APRA has released the final amended Prudential Standard APS 111 Capital Adequacy: Measurement of Capital (APS 111), which allows mutually owned ADIs to issue Additional Tier 1 (AT1) and Tier 2 (T2) Capital instruments that will qualify to be included in Common Equity Tier 1 (CET1) Capital provided they meet the requirements in Attachments B, F, J and K of APS 111.

To qualify, the capital instruments must provide for conversion into mutual equity interests (MEI) in the event that the loss absorption or non-viability provisions in these instruments are triggered.

Conversion into ordinary shares is not possible for mutual ADIs due to their mutual corporate structure.
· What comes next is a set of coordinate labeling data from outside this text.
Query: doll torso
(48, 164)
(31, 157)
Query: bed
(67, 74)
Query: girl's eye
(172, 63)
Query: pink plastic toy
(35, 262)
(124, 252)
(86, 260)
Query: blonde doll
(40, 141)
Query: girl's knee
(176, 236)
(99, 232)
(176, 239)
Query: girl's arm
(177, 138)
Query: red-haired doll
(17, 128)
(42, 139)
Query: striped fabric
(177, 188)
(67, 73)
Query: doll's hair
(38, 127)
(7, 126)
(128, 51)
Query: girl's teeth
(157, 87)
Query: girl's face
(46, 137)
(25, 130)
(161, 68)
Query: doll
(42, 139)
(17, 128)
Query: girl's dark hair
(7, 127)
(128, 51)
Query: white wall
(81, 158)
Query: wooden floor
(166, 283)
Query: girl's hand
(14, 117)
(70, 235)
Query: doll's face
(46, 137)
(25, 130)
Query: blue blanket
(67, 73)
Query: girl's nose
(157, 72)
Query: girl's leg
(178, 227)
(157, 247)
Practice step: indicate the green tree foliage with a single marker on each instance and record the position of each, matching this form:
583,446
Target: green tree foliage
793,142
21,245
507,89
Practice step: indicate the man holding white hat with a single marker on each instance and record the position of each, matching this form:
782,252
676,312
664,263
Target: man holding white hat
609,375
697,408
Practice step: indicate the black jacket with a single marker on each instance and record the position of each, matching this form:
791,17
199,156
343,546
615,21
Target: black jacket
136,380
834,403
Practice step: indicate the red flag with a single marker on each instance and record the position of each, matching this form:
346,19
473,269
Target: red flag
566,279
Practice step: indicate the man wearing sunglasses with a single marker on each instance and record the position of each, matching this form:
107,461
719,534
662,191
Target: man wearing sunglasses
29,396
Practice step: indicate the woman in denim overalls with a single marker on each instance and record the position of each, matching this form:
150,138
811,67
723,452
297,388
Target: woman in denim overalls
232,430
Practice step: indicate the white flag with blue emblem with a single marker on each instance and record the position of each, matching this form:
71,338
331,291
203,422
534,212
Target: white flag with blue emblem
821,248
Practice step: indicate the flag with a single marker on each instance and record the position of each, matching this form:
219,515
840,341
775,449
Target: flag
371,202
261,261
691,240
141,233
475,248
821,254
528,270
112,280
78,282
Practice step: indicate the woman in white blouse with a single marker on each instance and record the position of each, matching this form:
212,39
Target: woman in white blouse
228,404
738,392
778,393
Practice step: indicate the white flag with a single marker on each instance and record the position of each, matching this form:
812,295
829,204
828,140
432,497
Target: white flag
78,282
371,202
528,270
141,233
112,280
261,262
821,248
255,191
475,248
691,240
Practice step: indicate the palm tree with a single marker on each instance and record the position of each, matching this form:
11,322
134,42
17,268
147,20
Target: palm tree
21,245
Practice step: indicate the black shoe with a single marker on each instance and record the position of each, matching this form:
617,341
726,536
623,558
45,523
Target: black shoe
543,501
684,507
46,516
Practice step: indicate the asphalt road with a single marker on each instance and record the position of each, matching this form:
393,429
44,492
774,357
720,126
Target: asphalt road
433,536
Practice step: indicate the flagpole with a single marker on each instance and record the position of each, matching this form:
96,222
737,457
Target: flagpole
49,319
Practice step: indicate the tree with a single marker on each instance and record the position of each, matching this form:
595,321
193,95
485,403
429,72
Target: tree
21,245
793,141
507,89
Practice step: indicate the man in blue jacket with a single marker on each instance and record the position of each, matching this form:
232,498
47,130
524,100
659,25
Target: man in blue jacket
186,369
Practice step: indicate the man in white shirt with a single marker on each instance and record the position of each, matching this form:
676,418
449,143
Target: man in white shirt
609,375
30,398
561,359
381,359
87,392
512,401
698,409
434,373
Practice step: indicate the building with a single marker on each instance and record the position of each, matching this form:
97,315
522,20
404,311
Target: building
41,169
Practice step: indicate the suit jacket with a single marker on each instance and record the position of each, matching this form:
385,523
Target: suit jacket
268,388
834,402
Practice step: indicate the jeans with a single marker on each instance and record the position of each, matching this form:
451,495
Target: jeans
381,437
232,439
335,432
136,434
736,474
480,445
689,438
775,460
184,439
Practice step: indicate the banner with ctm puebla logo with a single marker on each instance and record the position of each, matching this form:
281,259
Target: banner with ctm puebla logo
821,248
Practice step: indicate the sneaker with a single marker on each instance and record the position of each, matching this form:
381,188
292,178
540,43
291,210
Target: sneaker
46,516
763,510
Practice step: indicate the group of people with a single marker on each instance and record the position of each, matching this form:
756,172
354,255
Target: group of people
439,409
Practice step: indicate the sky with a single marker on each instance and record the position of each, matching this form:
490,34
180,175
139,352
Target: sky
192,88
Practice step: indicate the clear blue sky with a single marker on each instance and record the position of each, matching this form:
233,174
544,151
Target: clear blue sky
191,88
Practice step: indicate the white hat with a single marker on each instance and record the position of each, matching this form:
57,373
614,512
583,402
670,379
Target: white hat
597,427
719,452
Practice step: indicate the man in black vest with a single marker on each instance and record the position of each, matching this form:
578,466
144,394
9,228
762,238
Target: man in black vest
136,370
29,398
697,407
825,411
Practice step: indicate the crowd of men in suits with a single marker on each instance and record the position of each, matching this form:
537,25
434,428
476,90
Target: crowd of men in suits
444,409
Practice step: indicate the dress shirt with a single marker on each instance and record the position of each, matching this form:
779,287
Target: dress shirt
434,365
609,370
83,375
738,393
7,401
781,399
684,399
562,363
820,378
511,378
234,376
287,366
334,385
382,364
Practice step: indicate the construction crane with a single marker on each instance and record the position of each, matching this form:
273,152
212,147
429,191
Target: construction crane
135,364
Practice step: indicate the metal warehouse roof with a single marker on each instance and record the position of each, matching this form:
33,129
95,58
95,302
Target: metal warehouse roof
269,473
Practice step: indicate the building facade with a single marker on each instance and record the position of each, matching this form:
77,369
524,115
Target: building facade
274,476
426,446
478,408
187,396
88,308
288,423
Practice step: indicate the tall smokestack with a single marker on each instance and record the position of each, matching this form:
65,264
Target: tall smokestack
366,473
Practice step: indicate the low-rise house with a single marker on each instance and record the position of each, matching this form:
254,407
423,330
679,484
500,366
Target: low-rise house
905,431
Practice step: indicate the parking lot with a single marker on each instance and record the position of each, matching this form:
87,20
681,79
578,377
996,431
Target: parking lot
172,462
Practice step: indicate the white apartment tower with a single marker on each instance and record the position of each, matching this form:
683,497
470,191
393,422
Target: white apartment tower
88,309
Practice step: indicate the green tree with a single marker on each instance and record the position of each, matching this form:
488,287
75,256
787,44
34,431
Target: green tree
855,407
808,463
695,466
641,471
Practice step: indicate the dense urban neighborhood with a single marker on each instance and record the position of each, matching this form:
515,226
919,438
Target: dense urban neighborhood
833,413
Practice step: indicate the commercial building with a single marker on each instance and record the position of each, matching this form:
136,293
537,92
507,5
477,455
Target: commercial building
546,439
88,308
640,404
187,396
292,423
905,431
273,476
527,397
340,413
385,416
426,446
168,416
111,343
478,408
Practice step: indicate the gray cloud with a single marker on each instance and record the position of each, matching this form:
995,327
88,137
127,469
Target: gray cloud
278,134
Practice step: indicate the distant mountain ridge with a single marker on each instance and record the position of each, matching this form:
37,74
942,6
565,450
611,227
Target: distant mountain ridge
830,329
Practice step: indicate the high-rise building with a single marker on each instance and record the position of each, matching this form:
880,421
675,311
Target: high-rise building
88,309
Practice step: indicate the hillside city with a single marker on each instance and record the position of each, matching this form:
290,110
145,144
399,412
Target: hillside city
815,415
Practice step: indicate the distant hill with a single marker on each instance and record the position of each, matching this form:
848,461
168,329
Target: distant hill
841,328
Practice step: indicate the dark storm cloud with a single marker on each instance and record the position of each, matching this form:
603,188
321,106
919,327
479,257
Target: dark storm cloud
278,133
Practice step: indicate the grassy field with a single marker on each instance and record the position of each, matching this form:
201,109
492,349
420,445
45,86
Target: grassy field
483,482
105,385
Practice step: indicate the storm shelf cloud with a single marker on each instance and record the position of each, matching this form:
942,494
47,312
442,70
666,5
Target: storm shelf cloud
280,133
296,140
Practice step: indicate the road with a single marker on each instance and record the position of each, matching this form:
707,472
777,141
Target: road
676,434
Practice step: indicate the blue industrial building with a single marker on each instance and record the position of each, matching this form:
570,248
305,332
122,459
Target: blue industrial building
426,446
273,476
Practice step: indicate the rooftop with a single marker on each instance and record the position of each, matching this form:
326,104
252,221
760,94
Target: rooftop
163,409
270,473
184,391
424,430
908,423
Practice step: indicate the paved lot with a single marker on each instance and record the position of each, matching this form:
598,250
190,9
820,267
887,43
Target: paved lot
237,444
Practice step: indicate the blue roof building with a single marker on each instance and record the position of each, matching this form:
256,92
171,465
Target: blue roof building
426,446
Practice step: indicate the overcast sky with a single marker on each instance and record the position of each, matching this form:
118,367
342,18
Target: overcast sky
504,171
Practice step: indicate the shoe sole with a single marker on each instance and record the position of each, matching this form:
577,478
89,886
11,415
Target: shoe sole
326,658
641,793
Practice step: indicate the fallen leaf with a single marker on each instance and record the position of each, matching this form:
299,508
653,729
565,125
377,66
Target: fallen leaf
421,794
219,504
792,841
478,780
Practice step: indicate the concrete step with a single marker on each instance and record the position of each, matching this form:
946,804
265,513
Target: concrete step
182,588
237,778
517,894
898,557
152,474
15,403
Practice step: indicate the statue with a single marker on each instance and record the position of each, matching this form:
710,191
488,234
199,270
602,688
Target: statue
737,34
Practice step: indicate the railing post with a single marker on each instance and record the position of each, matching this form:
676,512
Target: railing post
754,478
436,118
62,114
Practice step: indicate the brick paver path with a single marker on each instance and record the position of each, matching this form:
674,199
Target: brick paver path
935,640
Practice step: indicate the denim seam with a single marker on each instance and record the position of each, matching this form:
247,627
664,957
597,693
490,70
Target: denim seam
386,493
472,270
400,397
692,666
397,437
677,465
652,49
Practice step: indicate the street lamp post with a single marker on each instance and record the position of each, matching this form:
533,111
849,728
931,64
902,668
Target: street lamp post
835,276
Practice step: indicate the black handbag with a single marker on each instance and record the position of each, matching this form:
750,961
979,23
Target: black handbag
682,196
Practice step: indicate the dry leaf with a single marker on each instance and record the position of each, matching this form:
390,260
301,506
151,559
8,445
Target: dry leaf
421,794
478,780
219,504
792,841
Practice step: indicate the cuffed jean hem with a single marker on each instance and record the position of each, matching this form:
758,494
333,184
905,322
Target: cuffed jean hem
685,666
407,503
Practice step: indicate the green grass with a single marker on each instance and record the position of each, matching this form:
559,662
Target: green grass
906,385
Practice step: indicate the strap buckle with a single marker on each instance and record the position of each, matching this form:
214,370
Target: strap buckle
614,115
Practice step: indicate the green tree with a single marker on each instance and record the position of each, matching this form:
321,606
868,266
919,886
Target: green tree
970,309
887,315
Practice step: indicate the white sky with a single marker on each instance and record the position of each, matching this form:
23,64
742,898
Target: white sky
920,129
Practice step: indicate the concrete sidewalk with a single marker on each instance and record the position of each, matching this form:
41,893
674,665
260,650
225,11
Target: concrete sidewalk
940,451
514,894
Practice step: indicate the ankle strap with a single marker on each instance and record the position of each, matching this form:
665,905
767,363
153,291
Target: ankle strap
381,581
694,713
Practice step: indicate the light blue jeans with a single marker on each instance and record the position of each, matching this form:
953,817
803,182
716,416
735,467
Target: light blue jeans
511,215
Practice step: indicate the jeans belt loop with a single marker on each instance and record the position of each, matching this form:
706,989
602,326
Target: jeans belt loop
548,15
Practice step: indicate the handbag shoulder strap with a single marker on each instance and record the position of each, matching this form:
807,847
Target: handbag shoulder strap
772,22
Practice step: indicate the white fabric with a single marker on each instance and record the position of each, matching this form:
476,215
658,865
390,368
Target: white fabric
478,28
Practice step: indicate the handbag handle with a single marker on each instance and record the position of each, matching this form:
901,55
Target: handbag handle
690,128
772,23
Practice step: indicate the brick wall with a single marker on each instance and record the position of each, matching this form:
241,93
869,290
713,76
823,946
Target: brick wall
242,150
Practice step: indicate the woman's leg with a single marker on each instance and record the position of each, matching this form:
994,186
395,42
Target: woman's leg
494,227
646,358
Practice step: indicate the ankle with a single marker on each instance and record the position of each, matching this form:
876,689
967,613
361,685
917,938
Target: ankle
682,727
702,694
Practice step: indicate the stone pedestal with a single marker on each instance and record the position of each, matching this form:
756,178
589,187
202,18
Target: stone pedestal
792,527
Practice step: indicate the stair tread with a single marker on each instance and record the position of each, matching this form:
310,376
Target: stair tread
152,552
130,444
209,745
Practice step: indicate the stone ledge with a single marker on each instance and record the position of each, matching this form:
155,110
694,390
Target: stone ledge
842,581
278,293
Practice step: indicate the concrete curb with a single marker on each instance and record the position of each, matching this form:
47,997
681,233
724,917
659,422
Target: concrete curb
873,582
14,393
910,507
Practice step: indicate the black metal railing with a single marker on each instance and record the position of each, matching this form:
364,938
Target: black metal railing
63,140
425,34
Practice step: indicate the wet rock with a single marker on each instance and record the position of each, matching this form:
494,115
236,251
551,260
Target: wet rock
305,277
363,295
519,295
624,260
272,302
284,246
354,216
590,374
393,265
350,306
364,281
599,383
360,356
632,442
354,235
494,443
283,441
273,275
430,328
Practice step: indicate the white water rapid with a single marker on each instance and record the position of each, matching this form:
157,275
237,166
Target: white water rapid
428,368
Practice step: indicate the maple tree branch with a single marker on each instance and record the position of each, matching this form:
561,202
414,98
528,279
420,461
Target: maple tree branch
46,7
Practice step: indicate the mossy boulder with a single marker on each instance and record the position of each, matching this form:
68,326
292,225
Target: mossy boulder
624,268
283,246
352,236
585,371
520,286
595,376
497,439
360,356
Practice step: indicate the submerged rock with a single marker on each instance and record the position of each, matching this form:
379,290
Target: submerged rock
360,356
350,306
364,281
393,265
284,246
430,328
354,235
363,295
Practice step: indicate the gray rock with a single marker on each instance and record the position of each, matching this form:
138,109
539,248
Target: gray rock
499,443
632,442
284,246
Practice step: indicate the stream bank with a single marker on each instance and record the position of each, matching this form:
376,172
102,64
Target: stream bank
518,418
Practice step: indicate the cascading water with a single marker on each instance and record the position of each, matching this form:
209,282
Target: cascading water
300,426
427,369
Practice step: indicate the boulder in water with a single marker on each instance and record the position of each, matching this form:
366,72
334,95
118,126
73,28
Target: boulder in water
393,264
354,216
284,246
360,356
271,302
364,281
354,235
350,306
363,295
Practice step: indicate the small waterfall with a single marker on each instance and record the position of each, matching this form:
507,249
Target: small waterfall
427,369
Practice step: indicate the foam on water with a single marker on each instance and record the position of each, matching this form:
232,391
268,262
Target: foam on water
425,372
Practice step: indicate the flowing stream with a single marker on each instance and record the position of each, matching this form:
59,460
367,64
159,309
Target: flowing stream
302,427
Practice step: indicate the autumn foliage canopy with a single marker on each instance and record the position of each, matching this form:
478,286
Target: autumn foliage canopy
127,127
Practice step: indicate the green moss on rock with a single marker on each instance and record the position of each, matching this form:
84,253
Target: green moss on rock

The direct issue by mutually owned ADIs of CET1 capital instruments other than ordinary shares raises issues associated with the interaction of Basel III requirements, demutualisation provisions in the Corporations Act and the competing needs of potential investors as against existing members of mutually owned ADIs.

The conditions for the qualifying instrument include the requirement for mutual equity interests to provide no voting rights (other than as required under the Corporations Act) and to limit both the claim of mutual equity interest holders on any surplus of a failed mutual ADI and the amounts that can be paid by way of dividends to these holders.

Prior to the issue of any eligible Additional Tier 1 or Tier 2 Capital instrument whose terms provide for conversion to mutual equity interests, the issuer must:
(a) have a constitution that permits the issue of mutual equity interests and the terms of the issue must be consistent with the issuer’s constitution;
(b) have obtained approval from its members, if required by the issuer’s constitution, to the issue of mutual equity interests if the prescribed events occur;
(c) have obtained approval from members, if required by the issuer’s constitution, for the terms of issue of mutual equity interest; and
(d) have obtained any relief considered by the ADI to be necessary under Part 5 of Schedule 4 of the Corporations Act for the issuance of mutual equity interests.

Bright Corporate Law is advising mutual ADI’s on the implication of the changes.